The relationship between health and architecture has a long and storied past. Some of the architectural features found in our homes today are in response to previous infectious disease outbreaks. For example, sleeping porches found in many Victorian homes became popular during the tuberculosis epidemic of the late 19th and early 20th centuries. In a time before antibiotics, sunlight and fresh air were the best-known “cures” for the deadly disease. Sleeping porches allowed patients to receive these cures while distancing themselves from healthy residents. Powder rooms were incorporated into floor plans of homes in the early 20th century to help prevent the spread of infectious disease brought into the home by visitors and delivery people.
Public Health Crisis
There is no doubt that we are currently facing a public health crisis due to the Covid-19 pandemic to rival the outbreaks of the previous centuries. The question is; what adaptations in architecture could we possible see due to the Covid-19 pandemic?
Architecture & Safety
At the most basic level, architects and urban planners must consider the urgent need to ensure everyone has safe shelter during the Covid pandemic and emphasize that homes are a crucial foundation for a healthy society. For this reason, some predict that modular and prefabricated homes will become more popular in the future. The Covid-19 environment has helped to normalize ideas that were once considered “alternative” in the field of residential architecture. According to a recent AD article, “as people rush to build larger homes, second homes, or additions to existing homes, demand is spiking for what are often considered faster, cheaper, more flexible, and more predictable building methods.” We are currently seeing the extension of this trend in the number of homeowners building small, auxiliary building on their property to house home offices or at-home learning centers.

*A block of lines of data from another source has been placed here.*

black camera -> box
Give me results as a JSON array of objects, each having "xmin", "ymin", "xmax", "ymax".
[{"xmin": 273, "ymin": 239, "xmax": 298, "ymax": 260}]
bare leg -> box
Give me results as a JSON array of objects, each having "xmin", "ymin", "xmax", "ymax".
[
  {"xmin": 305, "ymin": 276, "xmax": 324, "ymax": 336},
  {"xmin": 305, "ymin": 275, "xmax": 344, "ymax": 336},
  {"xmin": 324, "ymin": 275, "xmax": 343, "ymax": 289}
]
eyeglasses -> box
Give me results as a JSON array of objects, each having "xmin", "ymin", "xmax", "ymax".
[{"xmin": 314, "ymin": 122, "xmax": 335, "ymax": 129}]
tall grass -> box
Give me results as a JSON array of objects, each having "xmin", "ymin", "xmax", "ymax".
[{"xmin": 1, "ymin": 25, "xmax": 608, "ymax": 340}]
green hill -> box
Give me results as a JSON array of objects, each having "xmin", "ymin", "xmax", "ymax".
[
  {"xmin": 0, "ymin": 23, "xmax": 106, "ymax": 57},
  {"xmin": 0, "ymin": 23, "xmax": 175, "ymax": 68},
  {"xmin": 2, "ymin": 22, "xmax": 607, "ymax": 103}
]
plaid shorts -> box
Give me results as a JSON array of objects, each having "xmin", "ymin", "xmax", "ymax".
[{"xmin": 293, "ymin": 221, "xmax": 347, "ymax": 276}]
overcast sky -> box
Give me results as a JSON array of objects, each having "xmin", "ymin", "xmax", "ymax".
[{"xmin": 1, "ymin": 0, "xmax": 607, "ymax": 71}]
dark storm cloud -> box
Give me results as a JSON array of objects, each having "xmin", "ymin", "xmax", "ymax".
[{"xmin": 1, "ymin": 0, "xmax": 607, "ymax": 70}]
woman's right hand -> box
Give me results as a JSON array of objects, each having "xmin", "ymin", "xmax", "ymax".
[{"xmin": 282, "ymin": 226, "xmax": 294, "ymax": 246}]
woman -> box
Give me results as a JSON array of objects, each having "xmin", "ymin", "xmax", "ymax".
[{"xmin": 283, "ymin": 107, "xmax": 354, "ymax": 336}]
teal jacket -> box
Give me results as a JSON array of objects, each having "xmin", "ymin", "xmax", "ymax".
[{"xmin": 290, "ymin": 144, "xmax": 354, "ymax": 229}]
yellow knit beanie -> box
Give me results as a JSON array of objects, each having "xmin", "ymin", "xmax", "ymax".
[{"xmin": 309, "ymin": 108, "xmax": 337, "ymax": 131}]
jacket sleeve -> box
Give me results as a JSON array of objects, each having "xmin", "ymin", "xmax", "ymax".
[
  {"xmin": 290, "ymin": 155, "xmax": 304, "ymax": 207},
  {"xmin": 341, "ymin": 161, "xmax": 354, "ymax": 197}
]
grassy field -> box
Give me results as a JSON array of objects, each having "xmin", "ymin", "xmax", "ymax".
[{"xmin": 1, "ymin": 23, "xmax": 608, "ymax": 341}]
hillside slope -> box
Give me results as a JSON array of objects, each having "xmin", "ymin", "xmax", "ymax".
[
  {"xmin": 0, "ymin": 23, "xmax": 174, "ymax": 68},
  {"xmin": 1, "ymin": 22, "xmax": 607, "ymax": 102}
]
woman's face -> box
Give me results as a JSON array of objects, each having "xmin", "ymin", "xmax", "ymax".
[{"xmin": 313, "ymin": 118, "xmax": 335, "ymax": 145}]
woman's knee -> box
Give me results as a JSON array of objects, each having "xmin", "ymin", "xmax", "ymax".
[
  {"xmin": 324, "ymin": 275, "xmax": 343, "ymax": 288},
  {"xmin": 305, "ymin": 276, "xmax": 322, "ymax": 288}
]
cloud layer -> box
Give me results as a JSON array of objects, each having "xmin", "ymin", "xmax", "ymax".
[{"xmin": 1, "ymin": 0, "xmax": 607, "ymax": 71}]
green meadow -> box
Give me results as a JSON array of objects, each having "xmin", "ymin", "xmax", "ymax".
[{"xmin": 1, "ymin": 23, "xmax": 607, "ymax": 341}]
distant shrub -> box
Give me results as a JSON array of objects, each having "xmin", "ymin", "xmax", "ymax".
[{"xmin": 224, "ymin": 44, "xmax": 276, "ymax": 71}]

With more people working and learning from home, some families are placing a premium on mobile living choices. An Estonian modular-home company has recently introduced a “home away from home” that has all the amenities of a modern residence—a living area, bedroom, kitchenette, and bathroom. An added bonus; it can be broken down and reassembled in a matter of hours. The home occupies a 260-square-foot footprint and seamlessly blends function with design in minimal space. This type of architecture lends itself both temporary and permanent installation.
Many homeowners and architects are considering the ideas of aging in place and silver architecture. Though these aren’t necessarily new ideas, in Covid-19 times many of the questions surrounding the prospects of our older population aging in place have become more acute. With the devastating toll that the virus has taken on those living in care facilities across the nation, many older Americans and their loved ones are considering if they should age in place or live with their extended families.
At its core, silver architecture aims to make building designs that are sustainable, modern, and, most importantly, accommodating to the building’s occupants. When discussing silver architecture, we are considering elements such as low-glare lighting, sound absorbing walls and ceiling tiles, furniture that provides extra support for getting up and down, soft flooring in case of falls, the use of solids and simple patterns on furniture upholstery for both comfort and visual clarity. Please see my recent article, Aging in Place, for more details.
Directly related to the aging in place movement is the need for homes to be inviting to multigenerational families. Housing an elderly relative or an adult child can be very complicated and, often, the biggest challenge is to create a comfortable environment for all occupants with adequate levels of privacy. From an architectural point-of-view, these issues of privacy, comfort, and accessibility can be addressed by:
- Creating main-floor bedrooms.
- Incorporating private suites (with living areas, full bathrooms, kitchenettes, etc.).
- Offering separate entrances.
In the end, the trick to multigenerational homes is designing spaces that make sense for the entire family unit.